When I first learned this song as a kid, I thought it was about a horse. Later I realized it was about a slave in the American Old South, and wondered what its origins were; it seemed horrifying and strange to me that kids go around singing folk songs like this or "Oh Susanna", that were basically about slaves and slavery.

Old Black Joe was written by Stephen Foster in 1860. Foster wrote many songs for minstrel shows, which at the time were usually comic and rather crude. Foster wanted to use the minstrel show for tragic songs as well, in order to show black people as human beings with great depth of feeling, rather than as objects of mockery. He wanted to emphasize the feelings of longing and loss that any person can experience, and to inspire listeners to compassion.

Old Black Joe

by Stephen Foster

Gone are the days when my heart was young and gay,
Gone are my friends from the cotton fields away,
Gone from the earth to a better land I know,
I hear their gentle voices calling "Old Black Joe."

Chorus
I'm coming, I'm coming, for my head is bending low,
I hear their gentle voices calling "Old Black Joe."

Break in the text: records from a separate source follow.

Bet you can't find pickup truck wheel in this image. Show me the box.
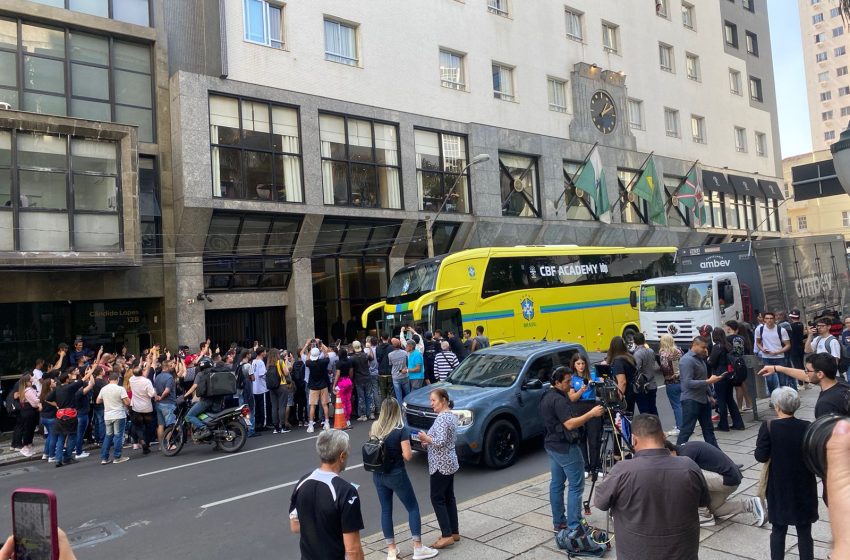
[484,420,519,469]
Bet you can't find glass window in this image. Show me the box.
[414,130,469,212]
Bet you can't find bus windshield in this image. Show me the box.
[387,261,440,303]
[447,354,525,387]
[640,282,714,312]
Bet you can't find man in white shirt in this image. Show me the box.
[97,371,130,465]
[755,311,797,394]
[251,346,270,432]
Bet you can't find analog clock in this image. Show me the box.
[590,91,617,134]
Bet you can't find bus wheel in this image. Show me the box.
[623,327,637,352]
[484,420,519,469]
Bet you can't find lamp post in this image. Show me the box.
[829,120,850,195]
[425,154,490,258]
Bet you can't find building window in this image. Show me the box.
[664,107,680,138]
[746,31,759,56]
[440,49,466,91]
[0,19,155,142]
[493,62,515,101]
[564,8,584,42]
[750,76,764,101]
[691,115,705,144]
[210,95,304,202]
[735,126,747,152]
[546,78,567,113]
[723,21,738,49]
[602,21,620,54]
[629,99,643,130]
[414,129,469,213]
[682,2,696,29]
[244,0,284,49]
[658,43,674,72]
[499,153,540,218]
[756,132,767,157]
[325,19,359,66]
[685,53,700,82]
[319,114,402,208]
[729,68,741,95]
[487,0,511,17]
[0,130,122,252]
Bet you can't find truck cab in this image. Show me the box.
[631,272,743,348]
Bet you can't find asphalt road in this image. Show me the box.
[0,368,672,560]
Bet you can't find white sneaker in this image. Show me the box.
[413,545,440,560]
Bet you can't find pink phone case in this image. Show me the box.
[12,488,59,560]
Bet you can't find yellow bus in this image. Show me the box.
[362,245,676,352]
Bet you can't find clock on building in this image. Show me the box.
[590,90,617,134]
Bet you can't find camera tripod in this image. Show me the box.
[583,406,634,549]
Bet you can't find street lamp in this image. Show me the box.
[425,154,490,258]
[829,120,850,195]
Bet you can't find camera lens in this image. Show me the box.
[803,414,848,478]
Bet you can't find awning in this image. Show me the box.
[791,159,845,201]
[702,169,735,194]
[729,174,764,198]
[759,179,785,200]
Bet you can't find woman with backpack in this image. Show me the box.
[369,397,438,560]
[658,334,682,437]
[708,327,746,432]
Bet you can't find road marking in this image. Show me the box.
[136,435,319,478]
[201,463,363,509]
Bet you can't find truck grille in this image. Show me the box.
[656,320,699,343]
[406,405,437,430]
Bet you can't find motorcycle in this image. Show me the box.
[160,403,251,457]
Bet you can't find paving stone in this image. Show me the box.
[480,525,554,554]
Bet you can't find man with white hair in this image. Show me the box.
[289,430,364,560]
[434,340,460,381]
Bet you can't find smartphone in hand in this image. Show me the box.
[12,488,59,560]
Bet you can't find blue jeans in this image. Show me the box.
[354,381,375,416]
[676,399,720,449]
[393,379,410,404]
[546,445,584,529]
[100,418,127,461]
[372,467,422,544]
[665,383,682,430]
[74,412,89,455]
[41,416,56,457]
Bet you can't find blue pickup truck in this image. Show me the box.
[403,341,587,469]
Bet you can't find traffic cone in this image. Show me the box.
[334,395,347,430]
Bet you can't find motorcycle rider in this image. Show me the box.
[182,357,224,440]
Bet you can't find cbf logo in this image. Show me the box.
[519,296,534,321]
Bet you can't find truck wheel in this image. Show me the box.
[484,420,519,469]
[623,327,637,352]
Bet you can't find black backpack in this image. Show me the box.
[363,437,387,473]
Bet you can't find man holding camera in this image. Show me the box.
[540,367,605,533]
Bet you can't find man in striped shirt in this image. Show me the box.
[434,340,460,381]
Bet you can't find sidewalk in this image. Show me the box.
[364,387,832,560]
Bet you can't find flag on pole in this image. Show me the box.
[575,146,611,223]
[676,164,708,227]
[631,154,667,226]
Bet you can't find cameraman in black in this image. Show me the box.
[540,366,605,533]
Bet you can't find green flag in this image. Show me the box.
[631,155,667,226]
[575,146,611,221]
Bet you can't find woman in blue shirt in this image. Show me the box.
[569,353,603,478]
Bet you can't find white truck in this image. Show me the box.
[631,235,850,347]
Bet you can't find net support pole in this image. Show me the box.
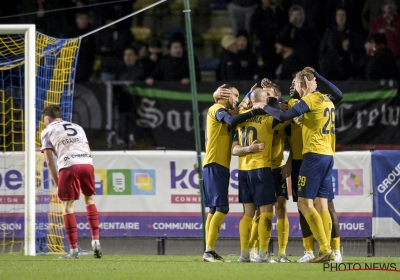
[24,24,36,256]
[183,0,206,251]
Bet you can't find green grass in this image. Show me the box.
[0,255,400,280]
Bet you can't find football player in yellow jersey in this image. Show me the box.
[245,78,291,262]
[254,69,342,262]
[287,75,342,263]
[261,79,291,262]
[232,88,276,263]
[202,85,260,262]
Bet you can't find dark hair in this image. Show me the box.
[236,29,250,40]
[367,33,387,46]
[261,78,282,97]
[149,39,162,48]
[42,105,62,119]
[275,34,294,49]
[168,39,183,49]
[222,84,234,89]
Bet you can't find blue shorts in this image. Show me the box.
[290,159,303,202]
[328,180,335,202]
[272,166,289,199]
[298,153,333,199]
[239,167,276,207]
[203,163,230,207]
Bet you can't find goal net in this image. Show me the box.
[0,25,80,255]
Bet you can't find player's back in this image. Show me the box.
[288,98,303,160]
[301,92,336,155]
[234,110,273,170]
[41,120,93,169]
[271,120,291,169]
[203,104,232,168]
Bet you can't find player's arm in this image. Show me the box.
[263,100,310,122]
[213,84,232,103]
[216,108,254,126]
[306,67,343,105]
[43,149,58,187]
[281,136,293,179]
[238,83,257,109]
[232,140,264,157]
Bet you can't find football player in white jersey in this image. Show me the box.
[40,105,103,259]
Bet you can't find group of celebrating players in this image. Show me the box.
[203,67,343,263]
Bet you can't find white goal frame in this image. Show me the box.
[0,24,36,256]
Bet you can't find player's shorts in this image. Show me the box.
[238,167,276,207]
[290,159,303,202]
[328,176,335,202]
[298,153,333,199]
[203,162,230,207]
[272,166,289,199]
[58,164,96,201]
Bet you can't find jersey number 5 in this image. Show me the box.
[63,123,78,136]
[322,108,335,134]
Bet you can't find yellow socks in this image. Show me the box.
[239,215,253,250]
[276,217,289,256]
[332,237,340,250]
[249,216,260,249]
[258,212,273,251]
[206,213,214,240]
[303,235,314,252]
[318,210,332,244]
[206,211,226,250]
[304,208,331,253]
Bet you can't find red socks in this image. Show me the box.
[86,204,99,240]
[64,213,78,249]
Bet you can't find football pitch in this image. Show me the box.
[0,254,400,280]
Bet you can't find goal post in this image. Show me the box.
[0,24,36,256]
[0,24,81,256]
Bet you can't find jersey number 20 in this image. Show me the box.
[322,108,335,134]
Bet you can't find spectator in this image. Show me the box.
[145,39,200,86]
[275,36,303,80]
[217,35,241,81]
[138,39,164,77]
[113,86,137,149]
[326,0,366,33]
[250,0,288,78]
[363,33,398,80]
[67,12,96,83]
[116,47,144,82]
[319,35,357,80]
[278,5,318,68]
[286,0,328,42]
[97,15,133,81]
[319,8,363,80]
[362,0,400,32]
[236,30,259,80]
[370,0,400,58]
[132,42,149,60]
[228,0,258,34]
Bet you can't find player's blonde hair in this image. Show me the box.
[261,78,282,97]
[250,88,268,102]
[296,70,315,83]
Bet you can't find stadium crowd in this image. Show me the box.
[0,0,400,85]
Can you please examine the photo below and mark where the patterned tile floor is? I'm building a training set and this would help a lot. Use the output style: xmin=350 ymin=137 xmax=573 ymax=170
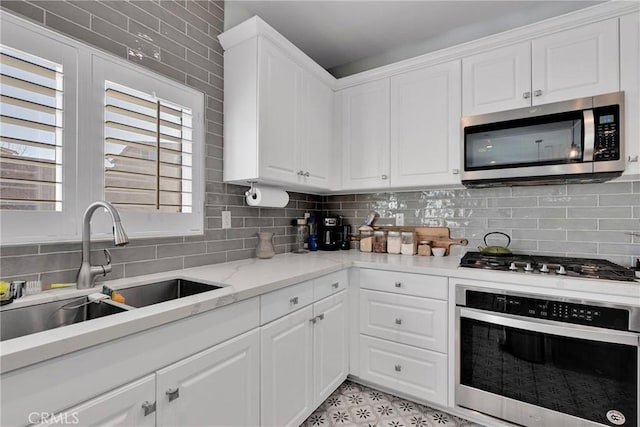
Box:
xmin=302 ymin=381 xmax=479 ymax=427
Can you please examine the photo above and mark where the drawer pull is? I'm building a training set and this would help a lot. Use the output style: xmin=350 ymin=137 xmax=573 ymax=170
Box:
xmin=142 ymin=400 xmax=156 ymax=417
xmin=165 ymin=388 xmax=180 ymax=402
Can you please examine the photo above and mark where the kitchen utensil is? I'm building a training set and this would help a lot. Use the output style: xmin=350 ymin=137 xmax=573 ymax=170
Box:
xmin=431 ymin=248 xmax=447 ymax=256
xmin=374 ymin=226 xmax=469 ymax=255
xmin=478 ymin=231 xmax=511 ymax=256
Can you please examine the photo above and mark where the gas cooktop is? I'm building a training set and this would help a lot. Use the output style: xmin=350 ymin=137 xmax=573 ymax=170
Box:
xmin=460 ymin=252 xmax=635 ymax=282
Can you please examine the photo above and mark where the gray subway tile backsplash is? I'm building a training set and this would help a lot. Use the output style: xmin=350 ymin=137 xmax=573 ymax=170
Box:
xmin=324 ymin=182 xmax=640 ymax=266
xmin=0 ymin=0 xmax=640 ymax=285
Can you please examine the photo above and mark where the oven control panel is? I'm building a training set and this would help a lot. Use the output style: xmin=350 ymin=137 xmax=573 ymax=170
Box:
xmin=466 ymin=289 xmax=629 ymax=331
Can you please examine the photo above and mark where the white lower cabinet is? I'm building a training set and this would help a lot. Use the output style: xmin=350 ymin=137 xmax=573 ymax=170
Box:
xmin=260 ymin=291 xmax=348 ymax=427
xmin=360 ymin=335 xmax=447 ymax=405
xmin=34 ymin=374 xmax=156 ymax=427
xmin=156 ymin=329 xmax=260 ymax=427
xmin=356 ymin=269 xmax=448 ymax=405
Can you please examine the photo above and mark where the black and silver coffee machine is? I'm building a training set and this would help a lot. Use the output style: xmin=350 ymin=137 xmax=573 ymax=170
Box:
xmin=319 ymin=217 xmax=342 ymax=251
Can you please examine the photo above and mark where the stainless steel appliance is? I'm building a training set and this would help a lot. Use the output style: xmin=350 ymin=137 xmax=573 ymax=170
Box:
xmin=319 ymin=217 xmax=342 ymax=251
xmin=455 ymin=286 xmax=640 ymax=427
xmin=460 ymin=252 xmax=636 ymax=282
xmin=462 ymin=92 xmax=626 ymax=187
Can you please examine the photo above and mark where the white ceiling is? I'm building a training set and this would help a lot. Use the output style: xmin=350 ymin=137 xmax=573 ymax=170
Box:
xmin=225 ymin=0 xmax=602 ymax=76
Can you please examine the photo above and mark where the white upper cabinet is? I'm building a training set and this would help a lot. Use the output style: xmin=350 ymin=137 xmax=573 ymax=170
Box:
xmin=390 ymin=61 xmax=460 ymax=187
xmin=531 ymin=19 xmax=620 ymax=105
xmin=341 ymin=79 xmax=389 ymax=190
xmin=258 ymin=39 xmax=303 ymax=186
xmin=462 ymin=19 xmax=620 ymax=116
xmin=620 ymin=12 xmax=640 ymax=175
xmin=462 ymin=42 xmax=531 ymax=116
xmin=297 ymin=75 xmax=334 ymax=188
xmin=220 ymin=17 xmax=334 ymax=190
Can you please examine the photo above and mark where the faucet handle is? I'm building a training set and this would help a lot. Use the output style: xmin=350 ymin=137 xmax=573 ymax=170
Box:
xmin=104 ymin=249 xmax=111 ymax=265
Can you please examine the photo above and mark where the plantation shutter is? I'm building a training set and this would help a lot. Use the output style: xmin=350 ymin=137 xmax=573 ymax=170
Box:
xmin=0 ymin=46 xmax=63 ymax=211
xmin=104 ymin=82 xmax=193 ymax=213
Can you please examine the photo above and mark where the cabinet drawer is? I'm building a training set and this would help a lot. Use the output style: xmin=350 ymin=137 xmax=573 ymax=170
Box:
xmin=313 ymin=270 xmax=349 ymax=301
xmin=360 ymin=289 xmax=447 ymax=353
xmin=260 ymin=280 xmax=313 ymax=325
xmin=360 ymin=335 xmax=447 ymax=405
xmin=360 ymin=268 xmax=448 ymax=300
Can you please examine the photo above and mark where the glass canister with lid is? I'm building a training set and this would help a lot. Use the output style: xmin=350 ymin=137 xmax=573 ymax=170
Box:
xmin=372 ymin=230 xmax=387 ymax=254
xmin=359 ymin=225 xmax=373 ymax=252
xmin=400 ymin=231 xmax=417 ymax=255
xmin=387 ymin=231 xmax=402 ymax=254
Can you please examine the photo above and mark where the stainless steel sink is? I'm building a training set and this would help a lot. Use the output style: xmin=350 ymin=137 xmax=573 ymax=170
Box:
xmin=0 ymin=296 xmax=131 ymax=341
xmin=116 ymin=279 xmax=222 ymax=307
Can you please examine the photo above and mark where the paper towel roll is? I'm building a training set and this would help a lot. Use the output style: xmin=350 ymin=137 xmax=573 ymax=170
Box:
xmin=247 ymin=186 xmax=289 ymax=208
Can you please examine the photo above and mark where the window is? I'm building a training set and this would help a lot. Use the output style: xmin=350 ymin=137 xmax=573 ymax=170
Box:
xmin=0 ymin=45 xmax=63 ymax=212
xmin=0 ymin=13 xmax=204 ymax=244
xmin=104 ymin=81 xmax=193 ymax=212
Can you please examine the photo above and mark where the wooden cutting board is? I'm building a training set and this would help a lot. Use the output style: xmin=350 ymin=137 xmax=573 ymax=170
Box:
xmin=373 ymin=226 xmax=469 ymax=255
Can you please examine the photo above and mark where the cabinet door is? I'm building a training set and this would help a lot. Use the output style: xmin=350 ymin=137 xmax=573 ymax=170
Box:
xmin=620 ymin=12 xmax=640 ymax=175
xmin=258 ymin=38 xmax=302 ymax=183
xmin=391 ymin=61 xmax=460 ymax=187
xmin=260 ymin=306 xmax=315 ymax=427
xmin=342 ymin=79 xmax=389 ymax=190
xmin=462 ymin=42 xmax=531 ymax=116
xmin=299 ymin=73 xmax=333 ymax=188
xmin=29 ymin=374 xmax=156 ymax=427
xmin=157 ymin=329 xmax=260 ymax=426
xmin=360 ymin=289 xmax=447 ymax=353
xmin=531 ymin=18 xmax=620 ymax=105
xmin=313 ymin=291 xmax=349 ymax=406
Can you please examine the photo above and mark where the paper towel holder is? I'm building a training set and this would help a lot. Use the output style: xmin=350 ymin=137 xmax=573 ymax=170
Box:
xmin=244 ymin=181 xmax=257 ymax=197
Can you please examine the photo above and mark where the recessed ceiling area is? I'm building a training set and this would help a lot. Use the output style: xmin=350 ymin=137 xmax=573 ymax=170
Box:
xmin=225 ymin=0 xmax=603 ymax=77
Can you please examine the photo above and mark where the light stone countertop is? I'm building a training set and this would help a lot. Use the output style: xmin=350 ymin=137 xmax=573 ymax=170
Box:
xmin=0 ymin=250 xmax=640 ymax=374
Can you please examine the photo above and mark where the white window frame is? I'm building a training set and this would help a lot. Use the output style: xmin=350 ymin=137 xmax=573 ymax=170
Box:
xmin=85 ymin=53 xmax=204 ymax=237
xmin=0 ymin=12 xmax=205 ymax=245
xmin=0 ymin=12 xmax=79 ymax=245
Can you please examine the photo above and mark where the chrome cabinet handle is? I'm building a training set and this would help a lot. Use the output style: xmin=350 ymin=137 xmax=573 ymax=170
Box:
xmin=165 ymin=387 xmax=180 ymax=402
xmin=309 ymin=313 xmax=324 ymax=324
xmin=142 ymin=400 xmax=156 ymax=417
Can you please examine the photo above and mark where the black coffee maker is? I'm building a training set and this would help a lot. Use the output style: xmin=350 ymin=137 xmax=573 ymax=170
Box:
xmin=318 ymin=217 xmax=342 ymax=251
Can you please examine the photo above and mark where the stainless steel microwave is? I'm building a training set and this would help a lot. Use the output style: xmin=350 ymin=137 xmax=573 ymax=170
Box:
xmin=461 ymin=92 xmax=625 ymax=187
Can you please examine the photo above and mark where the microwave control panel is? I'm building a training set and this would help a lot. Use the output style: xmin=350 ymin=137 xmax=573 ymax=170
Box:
xmin=593 ymin=105 xmax=620 ymax=162
xmin=465 ymin=290 xmax=629 ymax=331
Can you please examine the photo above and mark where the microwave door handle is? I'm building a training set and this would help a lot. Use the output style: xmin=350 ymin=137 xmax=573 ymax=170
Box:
xmin=456 ymin=307 xmax=640 ymax=346
xmin=582 ymin=110 xmax=596 ymax=162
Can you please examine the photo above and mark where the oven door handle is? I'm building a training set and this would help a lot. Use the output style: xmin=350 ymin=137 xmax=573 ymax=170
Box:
xmin=456 ymin=307 xmax=640 ymax=346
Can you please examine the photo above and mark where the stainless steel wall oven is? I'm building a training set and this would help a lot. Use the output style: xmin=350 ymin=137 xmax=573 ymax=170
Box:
xmin=455 ymin=286 xmax=640 ymax=427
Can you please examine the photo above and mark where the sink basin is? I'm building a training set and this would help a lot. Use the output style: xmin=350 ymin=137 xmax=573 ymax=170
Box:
xmin=116 ymin=279 xmax=222 ymax=307
xmin=0 ymin=296 xmax=127 ymax=341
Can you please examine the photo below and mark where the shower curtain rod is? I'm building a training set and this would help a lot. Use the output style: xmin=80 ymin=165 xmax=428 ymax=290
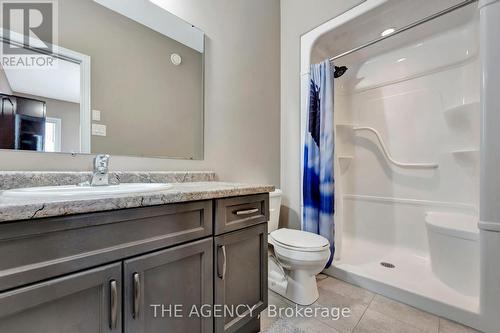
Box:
xmin=329 ymin=0 xmax=478 ymax=62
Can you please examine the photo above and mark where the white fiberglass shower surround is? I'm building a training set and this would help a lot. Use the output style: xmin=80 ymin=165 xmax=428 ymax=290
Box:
xmin=301 ymin=0 xmax=500 ymax=332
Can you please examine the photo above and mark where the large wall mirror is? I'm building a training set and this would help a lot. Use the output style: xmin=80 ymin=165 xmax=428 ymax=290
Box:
xmin=0 ymin=0 xmax=204 ymax=159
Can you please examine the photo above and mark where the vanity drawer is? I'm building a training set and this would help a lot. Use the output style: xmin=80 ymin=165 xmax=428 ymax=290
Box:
xmin=0 ymin=200 xmax=213 ymax=290
xmin=214 ymin=193 xmax=269 ymax=235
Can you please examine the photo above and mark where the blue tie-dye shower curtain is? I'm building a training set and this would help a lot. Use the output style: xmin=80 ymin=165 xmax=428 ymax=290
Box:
xmin=302 ymin=60 xmax=335 ymax=267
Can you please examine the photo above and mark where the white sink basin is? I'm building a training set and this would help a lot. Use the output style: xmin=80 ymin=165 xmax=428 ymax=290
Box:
xmin=0 ymin=183 xmax=172 ymax=200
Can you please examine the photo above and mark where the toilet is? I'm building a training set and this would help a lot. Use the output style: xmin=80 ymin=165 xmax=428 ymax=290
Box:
xmin=268 ymin=190 xmax=330 ymax=305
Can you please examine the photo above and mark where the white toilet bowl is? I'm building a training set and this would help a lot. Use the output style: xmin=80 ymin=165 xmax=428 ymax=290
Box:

Why do I weep, when my heart should feel no pain,
Why do I sigh that my friends come not again?
Grieving for forms now departed long ago.
I hear their gentle voices calling "Old Black Joe."

Chorus

Where are the hearts once so happy and so free?
The children so dear that I held upon my knee?
Gone to the shore where my soul has longed to go,
I hear their gentle voices calling "Old Black Joe."